Dos grupos se benefician de esta incertidumbre. Primero, los tenedores de bonos del Tesoro a corto plazo, que obtienen rendimientos más altos mientras la tasa se mantenga por encima del 3.5%. Segundo, Kevin Warsh, que entra al juego no como una "paloma de Trump" sino como un centrista con su propia agenda. Favorece los recortes de tasas pero simultáneamente impulsa la reducción del balance de la Fed, lo que significa que está listo para endurecer la política monetaria a través de otro canal.

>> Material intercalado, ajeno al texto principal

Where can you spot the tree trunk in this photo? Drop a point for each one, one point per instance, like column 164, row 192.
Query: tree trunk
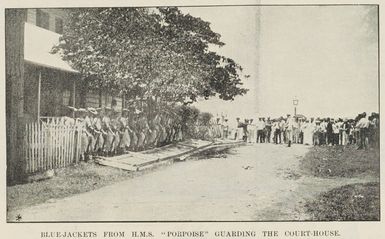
column 14, row 65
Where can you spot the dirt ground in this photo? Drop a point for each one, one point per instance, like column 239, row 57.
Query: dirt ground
column 253, row 183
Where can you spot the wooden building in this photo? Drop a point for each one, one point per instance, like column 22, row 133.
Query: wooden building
column 51, row 84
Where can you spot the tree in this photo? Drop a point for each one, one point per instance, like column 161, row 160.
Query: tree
column 14, row 64
column 157, row 54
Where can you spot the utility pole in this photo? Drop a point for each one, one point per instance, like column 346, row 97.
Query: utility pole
column 295, row 103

Los perdedores son los tenedores de acciones sensibles a las tasas, especialmente en el sector tecnológico. Si el conflicto se prolonga, la incertidumbre sobre el liderazgo de la Fed se convierte en un lastre independiente para el mercado. UBS ya advierte que los temores por la independencia del banco central podrían desplazar la política hacia una dirección más agresiva —un giro irónico para Trump, que quiere recortes.

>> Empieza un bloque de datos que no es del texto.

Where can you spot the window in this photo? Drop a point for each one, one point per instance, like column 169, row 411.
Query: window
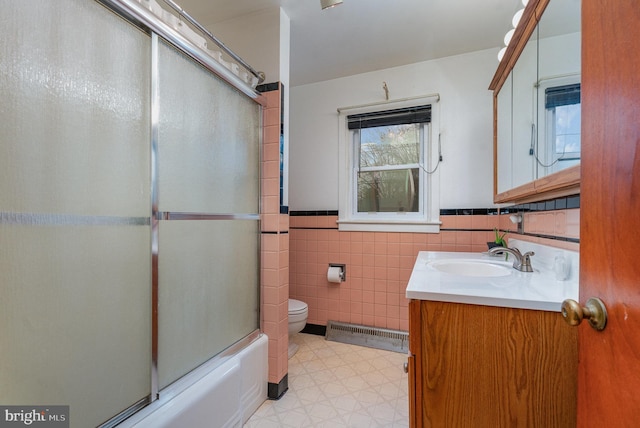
column 386, row 184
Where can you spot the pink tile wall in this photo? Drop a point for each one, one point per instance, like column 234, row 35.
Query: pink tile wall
column 274, row 245
column 378, row 264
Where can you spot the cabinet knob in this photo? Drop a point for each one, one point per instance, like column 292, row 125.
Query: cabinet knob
column 594, row 311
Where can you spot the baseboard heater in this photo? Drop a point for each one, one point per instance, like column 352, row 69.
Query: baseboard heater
column 372, row 337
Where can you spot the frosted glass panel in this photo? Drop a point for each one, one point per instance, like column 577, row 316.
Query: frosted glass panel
column 75, row 280
column 74, row 116
column 208, row 291
column 208, row 145
column 75, row 318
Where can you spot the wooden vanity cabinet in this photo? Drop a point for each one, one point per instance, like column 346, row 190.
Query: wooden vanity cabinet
column 484, row 366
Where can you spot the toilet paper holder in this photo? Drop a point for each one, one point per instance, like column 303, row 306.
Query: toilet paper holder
column 343, row 270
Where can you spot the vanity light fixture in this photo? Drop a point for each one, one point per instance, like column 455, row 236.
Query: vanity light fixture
column 326, row 4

Cuatro semanas que determinarán el rumbo del dólar

Lo que está en juego es extremadamente concreto. Powell ocupa la presidencia interina. Bowman y Miran sostienen el cronómetro. Warsh espera la juramentación. Y todos saben: los próximos 30 días determinarán si la Fed mantiene un equilibrio de poder entre los designados presidenciales y los defensores de la independencia.

Si Bowman y Miran logran imponer el límite de un mes —Powell dejará el cargo interino a mediados de junio, Warsh se unirá a la junta y comenzará a construir control sobre la agenda. Si la junta vota para extender —Powell permanecerá al timón indefinidamente, y Warsh será un presidente sin control total sobre la Junta de Gobernadores. Una división en el poder de la Fed se volverá crónica.

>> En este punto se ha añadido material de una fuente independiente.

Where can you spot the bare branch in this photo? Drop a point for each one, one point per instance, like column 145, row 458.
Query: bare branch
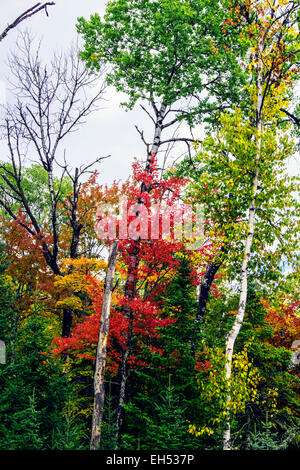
column 24, row 16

Mientras tanto, Trump continúa presionando a través de Miran —el único miembro del FOMC que votó por un recorte de tasas en cada una de las últimas reuniones. Pero el mandato de Miran ha expirado, y el Senado no lo confirmará para un mandato completo. Es un pato cojo con un calendario menguante. Cada día hasta que Warsh sea confirmado como su reemplazo es un día en que Trump pierde un voto en el comité.

El escenario más difícil: Powell permanece en la junta hasta 2028, Warsh preside pero debe negociar cada decisión con un bloque de cuatro gobernadores no leales a la Casa Blanca. El FOMC se divide en facciones. La comunicación con el mercado se vuelve contradictoria. El dólar obtiene una "prima de caos" crónica —y Trump obtiene exactamente lo contrario de lo que quería: las tasas no bajan porque nadie quiere parecer motivado políticamente.

La ironía de este mayo es simple. El presidente pasó años tratando de doblegar a la Fed a su voluntad. Pero el hombre que él mismo designó en 2018 construyó un sistema de defensa tal que incluso después de dejar la presidencia, se quedó en el edificio. Y ahora dos designados por Trump intentan mostrarle la puerta con un cronómetro en la mano. Cuando el contador llegue a cero, sabremos quién controla realmente el dólar.